08. Dezember 2025 / Omar Cobox

Ein endloser Kampf

LGBTQ+-Rechte und Geschlechterpolitik in Guatemala

Dieser Blogbeitrag wurde ursprünglich auf Spanisch verfasst. Um den Originalbeitrag zu lesen, kann die Sprache der Website oben rechts auf Spanisch umgestellt werden.

In einem Rundschreiben vom 21. Mai 2025 verbietet das guatemaltekische Bildungsministerium ausdrücklich jede Art von Schulung im Zusammenhang mit “Gender-Ideologie” oder umfassender Bildung, die von Nichtregierungsorganisationen in öffentlichen Schulen angeboten wird. Veröffentlicht von EP Investiga (Nachrichten- und Rechercheportal mit Sitz in Guatemala)

Dieser Artikel basiert auf persönlichen Erfahrungen und ist eine Kritik an den Macht- und Geschlechterstrukturen, die in verschiedenen Bereichen und Räumen vorhanden sind. 

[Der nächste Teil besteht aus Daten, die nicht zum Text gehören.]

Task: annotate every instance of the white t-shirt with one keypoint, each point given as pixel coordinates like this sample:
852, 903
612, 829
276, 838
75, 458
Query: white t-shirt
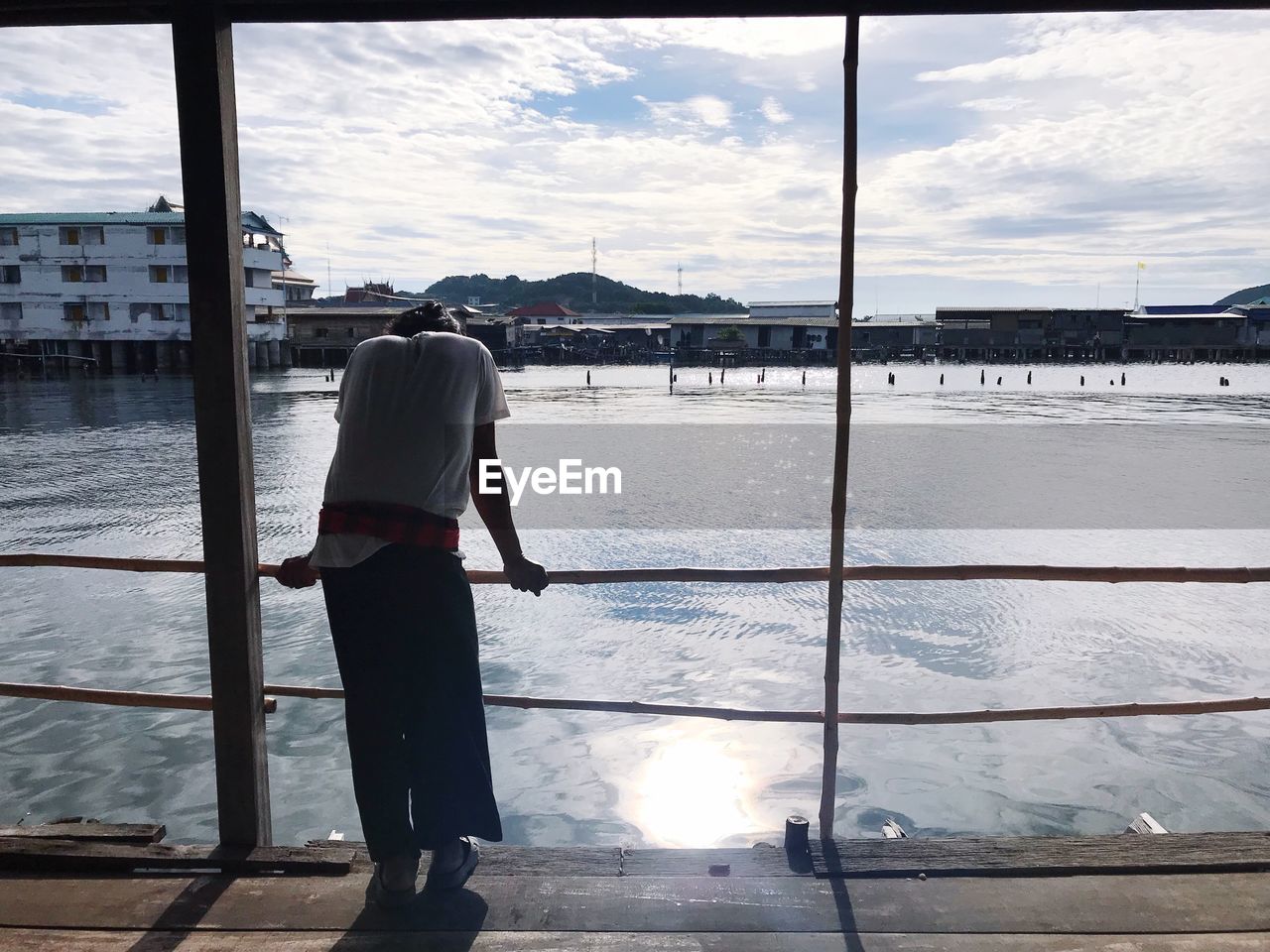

Auch im 21. Jahrhundert wird die Lage und Situation der Frauen in Guatemala, wie auch in anderen Nachbarländern Mittelamerikas, durch ungleiche Verhältnisse in Politik, Wirtschaft, Gesellschaft und Kultur bestimmt. Die Kluft zwischen Männern und Frauen ist nach wie vor genauso groß wie in den vergangenen Jahren. 

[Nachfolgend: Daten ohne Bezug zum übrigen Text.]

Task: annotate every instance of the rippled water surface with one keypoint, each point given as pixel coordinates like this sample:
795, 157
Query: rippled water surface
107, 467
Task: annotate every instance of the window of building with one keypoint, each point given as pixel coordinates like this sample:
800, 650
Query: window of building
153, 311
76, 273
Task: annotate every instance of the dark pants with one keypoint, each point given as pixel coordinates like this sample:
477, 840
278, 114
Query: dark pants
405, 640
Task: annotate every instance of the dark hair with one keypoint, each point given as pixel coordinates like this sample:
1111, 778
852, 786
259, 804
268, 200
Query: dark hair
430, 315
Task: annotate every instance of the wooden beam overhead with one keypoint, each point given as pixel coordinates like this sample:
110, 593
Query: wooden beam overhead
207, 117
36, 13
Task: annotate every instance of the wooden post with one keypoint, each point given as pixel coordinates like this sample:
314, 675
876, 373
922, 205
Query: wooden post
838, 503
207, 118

Der Konservatismus übt weiterhin erheblichen Einfluss aus und es gibt Konflikte, insbesondere in Bezug auf die Rechte von Frauen, der LGBTQ+-Community  und der Gleichstellung der Geschlechter. Es gibt eine immense Welle, die sich kontinuierlich gegen die Anerkennung der Rechte von Frauen und Initiativen der LGBTQ+-Community  richtet. Eine der Hauptgrundlagen dieser Ablehnung sind traditionelle Werte und Religion, die oft sexistisch geprägt sind. In sozialen Netzwerken wie Facebook, X und TikTok sind Hassäußerungen, Sexismus, Homophobie und Rassismus gegenüber Frauen, Indigenen, Feministinnen und queeren Menschen weit verbreitet. Es ist sogar normal, beleidigende Kommentare aus einer auf Erwachsene zentrierten Perspektive zu sehen, wenn Jugendliche ihre Meinung und Haltung zu einem politischen Thema oder zur nationalen Realität äußern.

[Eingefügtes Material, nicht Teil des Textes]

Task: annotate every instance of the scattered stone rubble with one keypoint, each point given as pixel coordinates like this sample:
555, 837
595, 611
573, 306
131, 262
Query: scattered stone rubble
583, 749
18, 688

Diese Ablehnung und Hassbekundungen gehen von staatlichen Institutionen aus, wie beispielsweise dem Kongress der Republik, der es nicht geschafft hat, einen Gesetzentwurf zu verabschieden, der sich mit Geschlechtsidentität oder sexueller Vielfalt befasst. Sandra Moran, eine offen lesbische Abgeordnete, war die letzte, die dies 2018 mit dem Gesetzentwurf 5395 zur Geschlechtsidentität versuchte, der die Anerkennung der Identität aller Menschen in Guatemala zum Ziel hatte. Damit sollte auch der Schutz und die staatliche Fürsorge für die LGBTQ+-Community  gewährleistet werden, einschließlich der Schaffung von Verfahren zur Berichtigung amtlicher Dokumente wie des Personalausweises. Derzeit gibt es niemanden, der sich für die Rechte queerer Menschen und für Vielfalt einsetzt. Die Initiative wurde vom Ausschuss für Gesetzgebung und Verfassungsfragen zurückgestellt und die Frauenkomission gab eine ablehnende Stellungnahme ab, wodurch sie nicht weiter vorangetrieben werden konnte. Der Druck religiöser Bewegungen und des Kongresses führte dazu, dass diese Initiative zu den Akten gelegt wurde. 

In der Legislative ist die Menschenrechtsbehörde mit einer Ombudsstelle für Vielfalt vertreten, die öffentliche Einrichtungen überprüft und Vorschläge zur Förderung des Respekts gegenüber Menschen unterschiedlicher Herkunft unterbreitet. 

Aus Sicht der Exekutive und der Justiz wurden nur wenige Anstrengungen unternommen, um inklusiv zu sein. 

Mir fällt ein Artikel aus der Verfassung der Republik Guatemala ein: „In Guatemala sind alle Menschen frei und gleich an Würde und Rechten“, heißt es in Artikel 4 des Gesetzes.  Dennoch sind wir noch weit davon entfernt, unter gleichen Bedingungen und mit gleichen Rechten zu leben.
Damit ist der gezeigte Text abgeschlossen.